A Technique for Isolating Lexically-Independent Phonetic Dependencies in Generative CNNs (2506.09218v1)

Published 10 Jun 2025 in cs.CL, cs.SD, and eess.AS

Abstract: The ability of deep neural networks (DNNs) to represent phonotactic generalizations derived from lexical learning remains an open question. This study (1) investigates the lexically-invariant generalization capacity of generative convolutional neural networks (CNNs) trained on raw audio waveforms of lexical items and (2) explores the consequences of shrinking the fully-connected layer (FC) bottleneck from 1024 channels to 8 before training. Ultimately, a novel technique for probing a model's lexically-independent generalizations is proposed that works only under the narrow FC bottleneck: generating audio outputs by bypassing the FC and inputting randomized feature maps into the convolutional block. These outputs are equally biased by a phonotactic restriction in training as are outputs generated with the FC. This result shows that the convolutional layers can dynamically generalize phonetic dependencies beyond lexically-constrained configurations learned by the FC.

Summary

The paper demonstrates that reducing the fully-connected bottleneck to 8 channels preserves phonotactic constraints even when bypassing lexical influences.
The methodology isolates lexically-independent phonetic patterns by leveraging the translation-invariance of convolutional layers with randomized feature maps.
The findings reveal that convolutional layers can encode structured, interpretable outputs, which paves the way for advances in speech synthesis and phonological modeling.
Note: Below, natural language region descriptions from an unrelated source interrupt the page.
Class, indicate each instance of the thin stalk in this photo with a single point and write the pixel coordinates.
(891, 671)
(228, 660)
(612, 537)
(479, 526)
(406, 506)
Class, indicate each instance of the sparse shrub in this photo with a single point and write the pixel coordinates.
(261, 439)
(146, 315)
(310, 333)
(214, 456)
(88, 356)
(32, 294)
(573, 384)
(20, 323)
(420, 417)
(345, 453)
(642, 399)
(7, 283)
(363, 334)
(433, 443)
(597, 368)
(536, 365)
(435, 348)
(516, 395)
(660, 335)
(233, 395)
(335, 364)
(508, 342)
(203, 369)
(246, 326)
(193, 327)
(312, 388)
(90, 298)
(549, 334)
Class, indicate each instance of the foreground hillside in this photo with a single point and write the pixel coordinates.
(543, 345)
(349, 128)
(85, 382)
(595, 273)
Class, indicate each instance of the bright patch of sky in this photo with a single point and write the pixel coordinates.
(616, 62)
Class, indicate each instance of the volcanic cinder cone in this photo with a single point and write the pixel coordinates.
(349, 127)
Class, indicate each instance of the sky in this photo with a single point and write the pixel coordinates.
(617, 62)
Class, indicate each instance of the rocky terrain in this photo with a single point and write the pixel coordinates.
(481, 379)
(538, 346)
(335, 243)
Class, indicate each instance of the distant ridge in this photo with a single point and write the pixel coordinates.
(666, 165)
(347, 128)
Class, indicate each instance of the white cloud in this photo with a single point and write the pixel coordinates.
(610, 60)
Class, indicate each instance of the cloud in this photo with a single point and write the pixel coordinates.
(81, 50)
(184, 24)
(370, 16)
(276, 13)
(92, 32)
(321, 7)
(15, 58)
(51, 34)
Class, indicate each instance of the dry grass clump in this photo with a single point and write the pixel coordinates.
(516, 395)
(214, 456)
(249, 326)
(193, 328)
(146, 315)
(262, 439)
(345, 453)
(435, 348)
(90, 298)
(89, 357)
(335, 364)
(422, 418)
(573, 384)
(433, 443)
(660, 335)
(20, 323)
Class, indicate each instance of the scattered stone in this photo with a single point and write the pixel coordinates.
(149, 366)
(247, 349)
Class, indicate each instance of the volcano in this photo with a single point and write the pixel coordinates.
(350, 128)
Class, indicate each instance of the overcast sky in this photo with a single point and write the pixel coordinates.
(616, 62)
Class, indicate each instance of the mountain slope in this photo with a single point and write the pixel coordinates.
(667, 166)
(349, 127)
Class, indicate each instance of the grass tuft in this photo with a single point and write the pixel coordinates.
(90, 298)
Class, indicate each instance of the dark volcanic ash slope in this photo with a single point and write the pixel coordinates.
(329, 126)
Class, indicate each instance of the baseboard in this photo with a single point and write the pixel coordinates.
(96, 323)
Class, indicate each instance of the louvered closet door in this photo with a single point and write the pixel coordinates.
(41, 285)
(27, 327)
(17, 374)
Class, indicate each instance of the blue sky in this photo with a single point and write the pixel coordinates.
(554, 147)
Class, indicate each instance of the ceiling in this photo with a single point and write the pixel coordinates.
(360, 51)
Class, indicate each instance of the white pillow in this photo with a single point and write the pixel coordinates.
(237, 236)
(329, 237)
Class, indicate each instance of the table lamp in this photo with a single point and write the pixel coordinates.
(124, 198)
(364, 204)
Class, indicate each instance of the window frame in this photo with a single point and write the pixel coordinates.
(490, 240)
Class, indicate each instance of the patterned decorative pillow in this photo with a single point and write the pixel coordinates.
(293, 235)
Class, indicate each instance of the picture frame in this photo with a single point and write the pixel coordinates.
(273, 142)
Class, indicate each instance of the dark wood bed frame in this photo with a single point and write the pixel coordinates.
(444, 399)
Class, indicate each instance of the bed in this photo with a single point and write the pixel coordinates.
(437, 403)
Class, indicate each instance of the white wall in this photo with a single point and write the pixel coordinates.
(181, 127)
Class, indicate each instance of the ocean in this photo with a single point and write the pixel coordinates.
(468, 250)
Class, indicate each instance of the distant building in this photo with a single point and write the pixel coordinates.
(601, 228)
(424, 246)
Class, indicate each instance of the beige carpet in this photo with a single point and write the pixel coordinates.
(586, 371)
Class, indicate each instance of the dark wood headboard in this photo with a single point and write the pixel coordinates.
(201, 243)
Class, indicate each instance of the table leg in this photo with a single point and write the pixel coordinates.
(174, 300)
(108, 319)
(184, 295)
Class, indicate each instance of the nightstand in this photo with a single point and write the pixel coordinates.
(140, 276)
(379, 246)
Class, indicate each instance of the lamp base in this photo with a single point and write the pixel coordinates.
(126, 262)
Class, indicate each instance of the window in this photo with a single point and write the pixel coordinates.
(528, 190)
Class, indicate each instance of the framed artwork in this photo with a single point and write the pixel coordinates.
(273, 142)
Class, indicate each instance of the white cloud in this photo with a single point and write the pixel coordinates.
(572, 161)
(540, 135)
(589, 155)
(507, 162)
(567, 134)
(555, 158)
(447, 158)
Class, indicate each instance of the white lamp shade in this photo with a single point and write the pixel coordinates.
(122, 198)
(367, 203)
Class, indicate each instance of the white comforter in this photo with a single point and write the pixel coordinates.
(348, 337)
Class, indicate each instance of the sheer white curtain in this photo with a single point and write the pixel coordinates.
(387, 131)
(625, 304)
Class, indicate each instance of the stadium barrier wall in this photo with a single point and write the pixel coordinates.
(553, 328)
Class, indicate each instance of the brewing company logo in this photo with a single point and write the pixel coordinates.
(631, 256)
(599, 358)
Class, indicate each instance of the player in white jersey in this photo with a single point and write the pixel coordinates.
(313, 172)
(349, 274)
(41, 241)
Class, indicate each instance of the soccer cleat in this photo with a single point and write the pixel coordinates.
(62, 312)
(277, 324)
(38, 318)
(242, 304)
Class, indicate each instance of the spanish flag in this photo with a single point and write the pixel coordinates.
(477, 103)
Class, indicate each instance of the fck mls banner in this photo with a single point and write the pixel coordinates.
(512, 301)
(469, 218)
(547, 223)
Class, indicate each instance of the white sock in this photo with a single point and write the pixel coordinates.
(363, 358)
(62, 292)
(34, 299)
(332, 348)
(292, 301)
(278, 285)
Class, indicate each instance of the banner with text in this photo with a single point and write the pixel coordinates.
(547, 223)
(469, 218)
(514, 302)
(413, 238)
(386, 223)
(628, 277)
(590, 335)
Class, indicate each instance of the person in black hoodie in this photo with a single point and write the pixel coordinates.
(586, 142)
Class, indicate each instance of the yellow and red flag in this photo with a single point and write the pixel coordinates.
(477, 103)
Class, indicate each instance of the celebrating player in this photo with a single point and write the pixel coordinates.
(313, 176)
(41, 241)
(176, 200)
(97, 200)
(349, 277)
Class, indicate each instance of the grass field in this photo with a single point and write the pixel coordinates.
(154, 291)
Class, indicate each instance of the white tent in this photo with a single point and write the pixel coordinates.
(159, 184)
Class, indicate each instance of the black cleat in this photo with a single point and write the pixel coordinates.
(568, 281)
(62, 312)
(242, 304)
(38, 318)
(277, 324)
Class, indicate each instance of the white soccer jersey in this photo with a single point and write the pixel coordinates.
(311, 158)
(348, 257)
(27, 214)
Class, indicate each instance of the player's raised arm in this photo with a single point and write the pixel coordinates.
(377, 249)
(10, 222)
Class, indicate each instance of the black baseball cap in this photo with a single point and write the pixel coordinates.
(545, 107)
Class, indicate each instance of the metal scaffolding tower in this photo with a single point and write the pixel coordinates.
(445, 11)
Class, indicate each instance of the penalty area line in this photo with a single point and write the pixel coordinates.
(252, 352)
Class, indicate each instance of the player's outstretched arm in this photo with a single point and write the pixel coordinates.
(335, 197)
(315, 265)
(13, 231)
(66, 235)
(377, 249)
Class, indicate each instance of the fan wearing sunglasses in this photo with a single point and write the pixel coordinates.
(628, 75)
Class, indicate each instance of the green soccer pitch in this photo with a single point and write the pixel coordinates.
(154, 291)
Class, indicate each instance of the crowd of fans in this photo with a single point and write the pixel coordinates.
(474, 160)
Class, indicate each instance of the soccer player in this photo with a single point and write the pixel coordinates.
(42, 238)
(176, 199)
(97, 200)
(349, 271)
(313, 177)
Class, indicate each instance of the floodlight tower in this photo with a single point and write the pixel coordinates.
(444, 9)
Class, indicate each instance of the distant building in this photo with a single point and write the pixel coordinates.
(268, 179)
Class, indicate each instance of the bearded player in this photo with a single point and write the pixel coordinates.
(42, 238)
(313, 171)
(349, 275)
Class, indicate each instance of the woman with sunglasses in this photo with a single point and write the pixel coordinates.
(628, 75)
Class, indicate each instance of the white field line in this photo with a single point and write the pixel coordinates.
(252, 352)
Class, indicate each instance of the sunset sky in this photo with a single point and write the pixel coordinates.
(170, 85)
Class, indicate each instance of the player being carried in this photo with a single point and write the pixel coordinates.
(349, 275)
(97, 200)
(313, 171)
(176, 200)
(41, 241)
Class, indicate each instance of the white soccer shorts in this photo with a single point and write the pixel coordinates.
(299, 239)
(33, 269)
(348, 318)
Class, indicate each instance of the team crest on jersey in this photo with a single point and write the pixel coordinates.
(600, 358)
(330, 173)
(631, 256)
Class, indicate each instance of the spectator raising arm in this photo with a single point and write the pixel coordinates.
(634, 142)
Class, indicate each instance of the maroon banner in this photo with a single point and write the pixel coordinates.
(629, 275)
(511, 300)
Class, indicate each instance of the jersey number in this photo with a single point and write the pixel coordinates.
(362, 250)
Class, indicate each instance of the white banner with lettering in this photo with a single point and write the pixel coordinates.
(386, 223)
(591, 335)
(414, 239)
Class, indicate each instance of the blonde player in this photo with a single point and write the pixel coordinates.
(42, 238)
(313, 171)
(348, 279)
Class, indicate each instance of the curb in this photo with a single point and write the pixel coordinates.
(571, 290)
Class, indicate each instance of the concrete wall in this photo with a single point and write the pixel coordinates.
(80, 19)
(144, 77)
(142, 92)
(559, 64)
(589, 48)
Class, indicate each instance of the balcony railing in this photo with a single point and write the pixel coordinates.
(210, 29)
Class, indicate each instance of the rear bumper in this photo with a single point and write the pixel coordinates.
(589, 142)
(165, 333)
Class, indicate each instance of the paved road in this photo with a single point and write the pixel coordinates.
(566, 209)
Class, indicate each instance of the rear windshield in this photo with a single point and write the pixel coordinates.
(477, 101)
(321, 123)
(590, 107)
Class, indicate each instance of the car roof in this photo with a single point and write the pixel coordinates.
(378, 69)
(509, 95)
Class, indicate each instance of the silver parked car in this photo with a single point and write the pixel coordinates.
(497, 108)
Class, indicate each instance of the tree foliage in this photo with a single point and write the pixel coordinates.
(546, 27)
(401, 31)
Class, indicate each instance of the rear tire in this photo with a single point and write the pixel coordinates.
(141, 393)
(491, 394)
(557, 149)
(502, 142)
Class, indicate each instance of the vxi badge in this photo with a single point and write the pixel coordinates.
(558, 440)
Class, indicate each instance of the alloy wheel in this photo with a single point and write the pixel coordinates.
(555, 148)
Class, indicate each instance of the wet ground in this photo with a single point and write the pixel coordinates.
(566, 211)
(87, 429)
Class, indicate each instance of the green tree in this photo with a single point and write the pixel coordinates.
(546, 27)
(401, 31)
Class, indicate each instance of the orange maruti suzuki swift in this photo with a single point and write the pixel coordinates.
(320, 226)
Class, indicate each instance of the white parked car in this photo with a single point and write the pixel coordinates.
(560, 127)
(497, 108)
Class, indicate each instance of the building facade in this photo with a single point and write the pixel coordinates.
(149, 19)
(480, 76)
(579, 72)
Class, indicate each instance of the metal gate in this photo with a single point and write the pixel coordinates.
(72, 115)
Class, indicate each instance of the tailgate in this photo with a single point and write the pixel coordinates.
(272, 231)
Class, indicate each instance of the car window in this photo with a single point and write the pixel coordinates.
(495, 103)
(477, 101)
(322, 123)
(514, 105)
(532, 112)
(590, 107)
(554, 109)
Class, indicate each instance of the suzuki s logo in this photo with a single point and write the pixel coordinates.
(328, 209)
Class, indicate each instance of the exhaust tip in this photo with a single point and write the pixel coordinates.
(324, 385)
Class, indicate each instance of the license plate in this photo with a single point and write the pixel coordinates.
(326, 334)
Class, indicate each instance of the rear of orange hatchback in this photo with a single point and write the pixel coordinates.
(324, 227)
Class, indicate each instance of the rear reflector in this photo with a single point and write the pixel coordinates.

Isolating Lexically-Independent Phonetic Dependencies in Generative CNNs

This paper explores the ability of deep neural networks (DNNs) to form phonotactic generalizations from lexical learning, particularly focusing on generative convolutional neural networks (CNNs) that are trained on raw audio waveforms of lexical items. It investigates whether phonetic dependencies learned by the convolutional layers can be generalized beyond lexically-constrained configurations modeled by fully-connected (FC) layers. The paper proposes a novel experimental technique that isolates these lexically-independent phonetic dependencies by manipulating the FC layer, specifically testing the use of a narrow FC bottleneck configuration of just 8 channels instead of the conventional 1024.

The paper suggests that convolutional layers, due to their translation-invariance, can capture phonetic dependencies beyond lexical structures. By using randomized feature maps as input to bypass the FC layer, the paper explores whether convolutional layers alone can generate outputs that adhere to learned phonotactic restrictions. In essence, this technique serves to distinguish what the convolutional layers encode independently of the FC's influence.

Key Findings

Narrow FC Bottleneck: Training generative CNNs with a reduced FC bottleneck size from 1024 to 8 channels still allows for the generation of lexically-like outputs. This reduced dimensionality is hypothesized to lead to more structured and interpretable outputs when random feature maps are input directly into the convolutional layers.
Lexically-Independent Phonetic Generalization: The paper finds that models with a smaller FC bottleneck can still adhere to phonotactic restrictions present in the training data even when the FC layer is bypassed. Convolutional layers not reliant on lexical constructions of the FC layer can maintain phonetic dependency on local patterns, as seen in voice onset time measurements consistent with training data restrictions against certain sound-vowel sequences.
Qualitative Differences in Outputs: The reduced bottleneck models produce spectrally structured and variable outputs in their Conv-only configurations, demonstrating the convolutional layers' ability to encode interpretable linguistic structures independently.

Implications and Future Directions

Understanding how DNNs can distinguish and generate phonetic patterns independent of lexical constraints enhances interpretability and plausibility of these models in cognitive representation of speech processes. The insight into convolutional layer dynamics offers a methodological advance potentially useful for isolating phonetic features beyond explicit lexical contexts, thus paving the way for cognitive models that prioritize local phonetic dependencies.

Theoretically, the research propels a conversation surrounding the computational division in neural networks between phonetic and lexical processes. Practically, implementing a narrow bottleneck reduces model complexity and allows exhaustive exploration of convolutional layer capacities—offering implications for modeling phonotactic phenomena or augmenting speech synthesis systems.

Future work should focus on:

Extending analyses of latent space disentanglement in models with narrow bottlenecks.
Further exploration of random feature map configurations to delineate the boundaries of convolutional layer generalizations.
Evaluating broader applications and slightly modifying the architecture to explore non-local phonotactic dependencies more efficiently.

This research contributes substantively to the field of phonological modeling by advocating for a structured approach to dissecting generative processes in DNNs where convolutional layers independently contribute to phonotactic learning.